I see both boys doing the same things. They start out with all good intentions. But as they are in the middle of finishing one job, they think of something else they should be doing, and they start that job. But they never finished the first job. So when they get halfway done with the second job, they go back to the first job, cause, oh yeah, they were working on that first. And then while they are almost finished with the first job, they think of a third job, and they start doing that. I have walked into the garage to find my husband standing there, stock still, with his hand hanging in the air over a tool. He is staring into space, with a blank look on his face. I know he is trying to remember which job it was he needed that tool for in the first place. I hope it is not the Alzheimer’s (we both have it in our families) cause I call getting it first.

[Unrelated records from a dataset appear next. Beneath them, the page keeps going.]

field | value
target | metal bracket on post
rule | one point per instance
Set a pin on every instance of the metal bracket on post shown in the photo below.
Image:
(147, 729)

I know opposites attract, but come on. Some days I tell myself, for better or worse, for better or worse. After 18 years of marriage, I have adapted somewhat. We plan to get to something about 15 minutes early, then we can get there on time. The clock in his pickup is set 10 minutes fast (although the fact he knows this and adjusts somewhat defeats the fact). And I tell him we want to leave for a trip about an hour before we absolutely have to be hitting the bricks.

For now I will continue to do the grocery shopping by myself. It saves my sanity and my marriage. Maybe I will take him when the Alzheimer’s sets in. Who are you again and why are you holding my purse?

P.S. Rick says this is completely not true. Well, maybe some of it. But not all of it. Sure.